Sunday, March 13, 2016

Fire!


This is what I woke up to on Facebook this morning -- a video of a fire that had been set in the Holman Correctional Center in Atmore, Alabama. And I'm sure most viewers in the United States will look at this, shrink back from the screen, and shake their heads, saying, "That's why they're in there. They're right where they belong. We don't want them out here with the rest of us..."

But I'm reminded of something I wrote for the Prisoners Digest International back in 1973 when the prison in McAlester, Oklahoma, went up in flames. I am reprinting it here dedicated to the men in the HCC who are, I'm sure, this morning suffering greatly and as far as I'm concerned through no fault of their own.

"The Fire"
by Becky Hensley, SRM, EcD
(PDI, Vol. 3, Issue 3 - 8/1/73)

"Burn, baby, burn!" and the smoke rolled out -- for forty miles you could see it touch the clouds. "Those animals," says Mrs. Johnson, six miles down the road. "They're burning tax dollars of hard-working citizens!"

They're burning your heart, not your cash, Mrs. J. They would set you on fire along with the "overworked" attorneys and underpaid prisoners' rights groups and pompous, phony legislators and silent ex-prisoners and uncaring mothers and hot-pantied girl friends and all the rest of those millions of hard-working, tax-paying citizens who sit on their hands 'cause it feels so good and suck Uncle Sam's tit when they can't reach his crotch.
Sit down, thirty-one-sixty-nine-twelve, you're trying to thaw out a freezer with a three-thousand-mile diameter. Why can't you learn to sit on your hands, too? Society wants you. It has big plans for its prisoners...
Listen to the smoke, folks. Listen to the smoke go forty miles or forty years or forty more lives -- you do remember Attica? How strange. Then how many Christs will it take to satisfy the God of the People? How many nails can you drive into somebody's brain before you puke, Mrs. Johnson? Two? Ten? A thousand? Maybe more! You have a strong stomach, America, but a weak backbone.

What color is smoke made of tears, made of pain, made of law-ful petitions to unlawful courts, made of unanswered letters, made of waiting for, waiting for, waiting for waiting?

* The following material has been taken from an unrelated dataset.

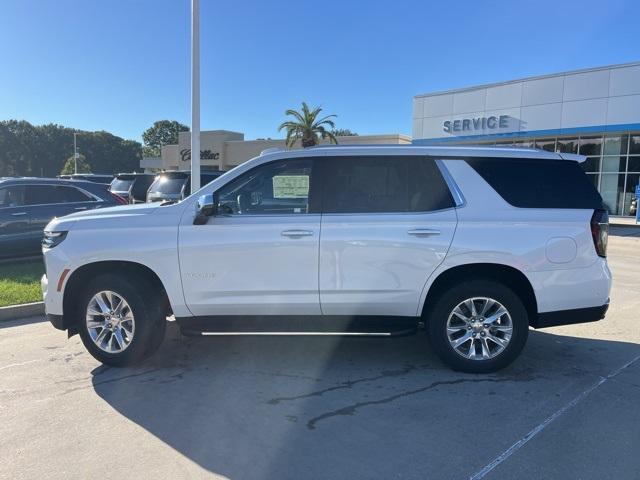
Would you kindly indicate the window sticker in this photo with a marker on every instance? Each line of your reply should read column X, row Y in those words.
column 291, row 186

Is it the same color as the smoke belched unendingly out of the chimneys of the corporation factories and collecting in the lungs of our children? Is it the same color as the smoke that hung over Watts and Cleveland and Dante's Inferno? Is it the same color as the smoke that always exists where the plague has struck when the dead are burned with everything they touched in their dying?

Is our Spirit so dead that the flames can't ignite it? Does anyone think for a minute ole thirty-one-sixty-nine-twelve wants to die? Does anyone think for a minute that fire was started by animals? There is blood on your hands, Mrs. Johnson. There is blood on my hands. We started that fire and it won't be put out until we put it out.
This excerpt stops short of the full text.